Email preservation: How hard can it be? Edith Halvarsson.
Digital Preservation at Oxford and Cambridge. 7 July, 2017.
The post summarises highlights of the Digital Preservation Coalition’s briefing on email preservation. What is email? It is "an object, several things and a verb”, a heavily linked and complex object, like the web. "Retention decisions must be made, not only about text content but also about email attachments and external web links. In addition, supporting features (such as instant messaging and calendars) are increasingly integrated into email services and potential candidates for capture."
Email is also a cultural and social practice; capturing relationships and structures of communication is an additional layer to preserve.
What is being done, or can be done?
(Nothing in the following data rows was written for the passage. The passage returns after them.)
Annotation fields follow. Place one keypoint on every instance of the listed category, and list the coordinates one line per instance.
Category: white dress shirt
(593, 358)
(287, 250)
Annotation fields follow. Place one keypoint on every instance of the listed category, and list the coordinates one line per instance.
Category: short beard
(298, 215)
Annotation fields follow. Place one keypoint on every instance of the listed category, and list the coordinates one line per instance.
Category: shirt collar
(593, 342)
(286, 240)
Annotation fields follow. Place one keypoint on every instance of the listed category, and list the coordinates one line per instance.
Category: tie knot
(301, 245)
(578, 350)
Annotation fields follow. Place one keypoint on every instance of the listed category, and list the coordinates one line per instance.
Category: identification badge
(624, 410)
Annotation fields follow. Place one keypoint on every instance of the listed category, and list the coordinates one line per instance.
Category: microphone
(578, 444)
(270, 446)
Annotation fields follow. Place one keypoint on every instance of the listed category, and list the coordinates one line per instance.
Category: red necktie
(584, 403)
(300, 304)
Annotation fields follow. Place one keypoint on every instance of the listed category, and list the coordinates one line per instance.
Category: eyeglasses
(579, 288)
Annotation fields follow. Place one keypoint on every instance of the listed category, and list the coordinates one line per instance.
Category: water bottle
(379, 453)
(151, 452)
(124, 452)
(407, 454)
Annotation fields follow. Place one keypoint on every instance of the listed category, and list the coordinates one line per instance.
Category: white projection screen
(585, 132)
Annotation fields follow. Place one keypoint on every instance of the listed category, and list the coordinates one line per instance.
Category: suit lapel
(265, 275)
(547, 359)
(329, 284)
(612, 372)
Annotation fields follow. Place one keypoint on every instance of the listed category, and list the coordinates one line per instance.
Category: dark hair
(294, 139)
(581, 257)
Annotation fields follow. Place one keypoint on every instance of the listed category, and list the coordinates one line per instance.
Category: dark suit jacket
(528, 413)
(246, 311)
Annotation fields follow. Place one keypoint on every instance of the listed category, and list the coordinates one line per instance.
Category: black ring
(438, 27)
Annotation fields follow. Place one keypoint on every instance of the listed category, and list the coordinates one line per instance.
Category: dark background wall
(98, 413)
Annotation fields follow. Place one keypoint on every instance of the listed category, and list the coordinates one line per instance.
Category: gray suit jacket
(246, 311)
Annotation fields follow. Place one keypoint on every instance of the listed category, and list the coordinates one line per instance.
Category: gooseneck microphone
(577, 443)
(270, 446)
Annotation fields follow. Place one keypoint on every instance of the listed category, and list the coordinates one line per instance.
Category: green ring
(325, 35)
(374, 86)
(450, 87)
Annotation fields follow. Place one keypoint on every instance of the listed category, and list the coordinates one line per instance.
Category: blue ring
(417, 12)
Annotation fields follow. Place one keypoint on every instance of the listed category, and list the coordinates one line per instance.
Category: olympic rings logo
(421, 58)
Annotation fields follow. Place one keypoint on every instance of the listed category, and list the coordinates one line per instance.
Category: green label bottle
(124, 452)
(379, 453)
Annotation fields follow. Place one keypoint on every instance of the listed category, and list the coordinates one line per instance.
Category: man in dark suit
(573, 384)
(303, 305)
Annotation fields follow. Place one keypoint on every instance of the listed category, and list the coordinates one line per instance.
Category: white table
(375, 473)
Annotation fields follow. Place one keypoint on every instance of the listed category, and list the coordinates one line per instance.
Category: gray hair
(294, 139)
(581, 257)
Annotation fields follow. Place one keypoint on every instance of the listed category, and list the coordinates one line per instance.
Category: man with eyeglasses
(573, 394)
Migration is the most common approach to email preservation. EML and Mbox, which is a family of formats, are the most common formats migrated to. They have different approaches to storing content. Others choose to unpack content which provides a way to display emails and normalise content within them. The emulation approach provides access to content within the original operating environment. Also, ePADD, an open source tool, provides functions for processing and appraisal of Mbox files, but ha other features
There are still questions and issues still to explore, particularly regarding web links. "Email archives may be more valuable to historians as they acquire critical mass". Some thing that institutions can do are:
- Participate with the Email Preservation Task Force
- Share your workflows to the Email Preservation Task Force and the community
- Run trial migrations between different email formats such as PST, Mbox and EML and blog about your finding
- Support open source tools such as ePADD and make them sustainable!